Last Thursday, Governor Scott Walker filed a lawsuit seeking to force the Wisconsin Government Accountability Board (GAB) to "look for and eliminate duplicate signatures, clearly fake names and illegible addresses" from the recall petitions that will be submitted against him next month.
Normally, a campaign must identify these potentially invalid signatures on its own and then submit a formal challenge against those signatures to the GAB. However, Walker must figure that finding signatures like that would be, like, really time consuming. As such, he is filing a lawsuit in the hopes of forcing the public employees at GAB to do it for him.
Today, Walker defended the lawsuit in a press conference:
At a news conference Monday, Walker mentioned a news report of a person saying he signed a recall petition at least 80 times is a sign that the GAB should take additional steps to review the petitions.
“If people want to sign it — and they have every right to in this state — it should be enforced that they can sign it once and they actually have to sign it with a real name related to a real voting location in this state.”
First, it's a relief to know that Scott Walker thinks people have the right to sign a recall petition.

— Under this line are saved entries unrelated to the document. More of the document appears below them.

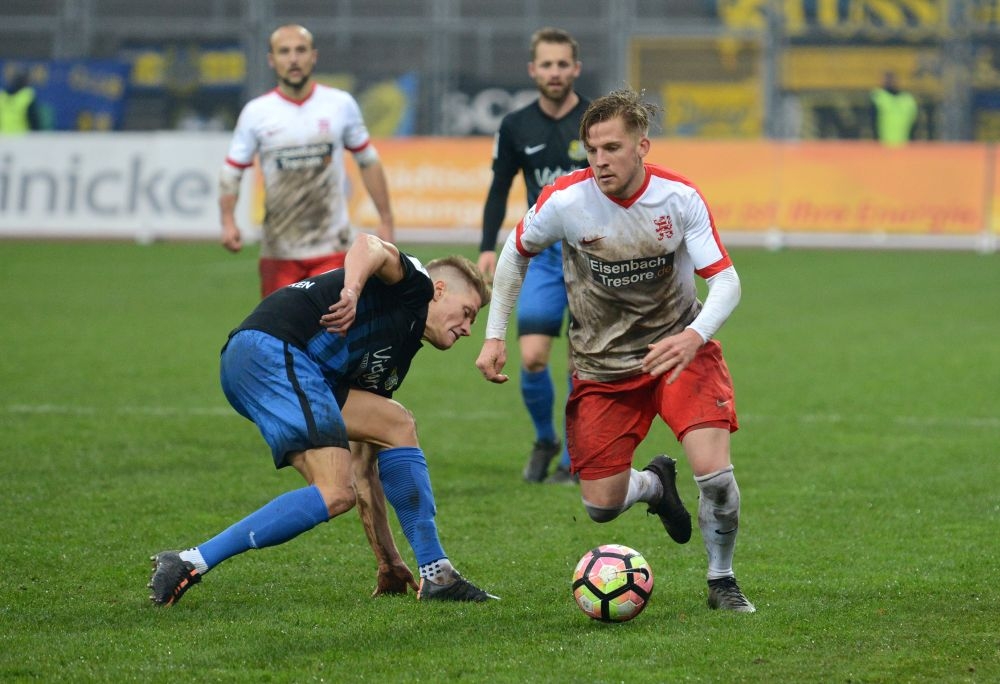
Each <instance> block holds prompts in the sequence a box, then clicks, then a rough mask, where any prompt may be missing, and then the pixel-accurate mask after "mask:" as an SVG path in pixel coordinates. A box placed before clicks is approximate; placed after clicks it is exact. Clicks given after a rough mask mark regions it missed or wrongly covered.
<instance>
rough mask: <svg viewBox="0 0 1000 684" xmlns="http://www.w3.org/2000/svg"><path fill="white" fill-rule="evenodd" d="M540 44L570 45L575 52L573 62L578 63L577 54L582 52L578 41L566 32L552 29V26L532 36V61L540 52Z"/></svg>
mask: <svg viewBox="0 0 1000 684" xmlns="http://www.w3.org/2000/svg"><path fill="white" fill-rule="evenodd" d="M539 43H556V44H558V45H569V47H570V49H571V50H572V51H573V61H574V62H576V61H578V59H579V58H578V57H577V54H578V53H579V52H580V46H579V44H577V42H576V39H574V38H573V36H571V35H569V33H567V32H566V31H563V30H562V29H557V28H552V27H551V26H546V27H545V28H540V29H538V30H537V31H535V32H534V33H533V34H531V61H532V62H534V61H535V54H536V53H537V52H538V44H539Z"/></svg>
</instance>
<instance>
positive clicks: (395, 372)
mask: <svg viewBox="0 0 1000 684" xmlns="http://www.w3.org/2000/svg"><path fill="white" fill-rule="evenodd" d="M398 386H399V376H398V375H396V369H395V368H393V369H392V373H390V374H389V377H388V378H386V379H385V383H383V385H382V387H383V388H384V389H385V391H386V392H391V391H393V390H394V389H396V388H397V387H398Z"/></svg>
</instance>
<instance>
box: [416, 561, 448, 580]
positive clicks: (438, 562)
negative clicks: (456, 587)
mask: <svg viewBox="0 0 1000 684" xmlns="http://www.w3.org/2000/svg"><path fill="white" fill-rule="evenodd" d="M454 573H455V568H454V567H453V566H452V564H451V561H450V560H448V559H447V558H439V559H437V560H436V561H433V562H431V563H425V564H424V565H421V566H420V578H421V579H426V580H430V581H431V582H434V584H451V582H450V580H451V579H452V575H453V574H454Z"/></svg>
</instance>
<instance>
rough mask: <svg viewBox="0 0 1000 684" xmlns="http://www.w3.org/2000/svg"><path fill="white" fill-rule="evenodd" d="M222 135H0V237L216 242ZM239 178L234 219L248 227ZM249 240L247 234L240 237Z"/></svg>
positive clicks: (46, 134) (42, 134) (240, 225)
mask: <svg viewBox="0 0 1000 684" xmlns="http://www.w3.org/2000/svg"><path fill="white" fill-rule="evenodd" d="M229 139H230V135H229V134H228V133H184V132H162V133H161V132H156V133H85V134H81V133H34V134H30V135H24V136H18V137H2V138H0V237H27V238H30V237H41V238H49V237H58V238H77V237H80V238H84V237H86V238H95V237H97V238H106V237H109V238H129V239H136V240H139V241H150V240H156V239H218V236H219V208H218V177H219V169H220V168H221V166H222V163H223V161H224V160H225V157H226V151H227V149H228V146H229ZM253 175H254V174H252V173H247V174H245V175H244V179H243V181H244V189H243V192H241V194H240V206H239V207H238V208H237V218H238V220H239V223H240V226H241V227H244V228H245V229H247V230H248V232H251V233H255V232H256V226H252V225H251V224H250V219H249V217H250V211H249V205H250V199H251V194H252V193H251V192H250V191H249V187H250V183H252V182H253ZM248 237H249V236H248Z"/></svg>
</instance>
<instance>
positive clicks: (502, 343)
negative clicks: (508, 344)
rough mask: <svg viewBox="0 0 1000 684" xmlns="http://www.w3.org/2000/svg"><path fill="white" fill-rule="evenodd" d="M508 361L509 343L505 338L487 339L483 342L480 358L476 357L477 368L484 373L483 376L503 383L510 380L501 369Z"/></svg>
mask: <svg viewBox="0 0 1000 684" xmlns="http://www.w3.org/2000/svg"><path fill="white" fill-rule="evenodd" d="M506 363H507V345H506V343H505V342H504V341H503V340H486V341H485V342H484V343H483V348H482V351H480V352H479V358H478V359H476V368H478V369H479V371H480V372H481V373H482V374H483V377H484V378H486V379H487V380H489V381H490V382H495V383H497V384H501V383H504V382H507V381H508V380H510V378H508V377H507V376H506V375H503V374H502V373H501V372H500V371H502V370H503V367H504V364H506Z"/></svg>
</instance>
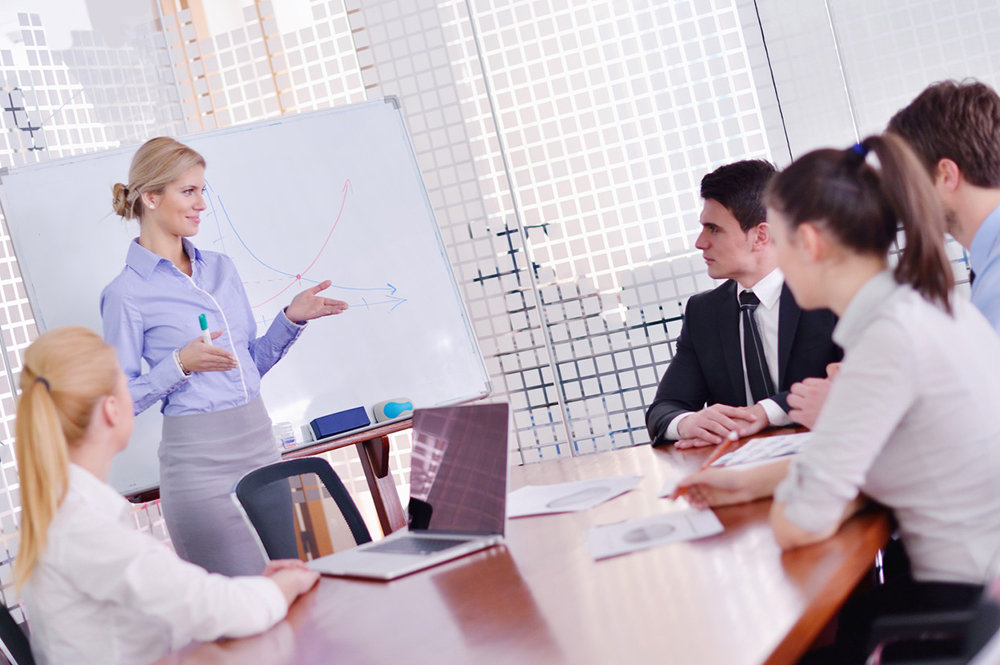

Second, the type of enforcement Walker is calling for already exists, the only caveat being that the legal teams of the elected official facing recall must identify the problematic signatures on their own.
Even though this is a process all of the nine state senators—three Democrats and six Republicans—facing recall had to go through over the summer, it is apparently too much for Scott Walker. As such, he has decided to add to the grand tradition of rugged individualism by filing a lawsuit arguing that you should never have to do anything yourself if the government can do it for you instead.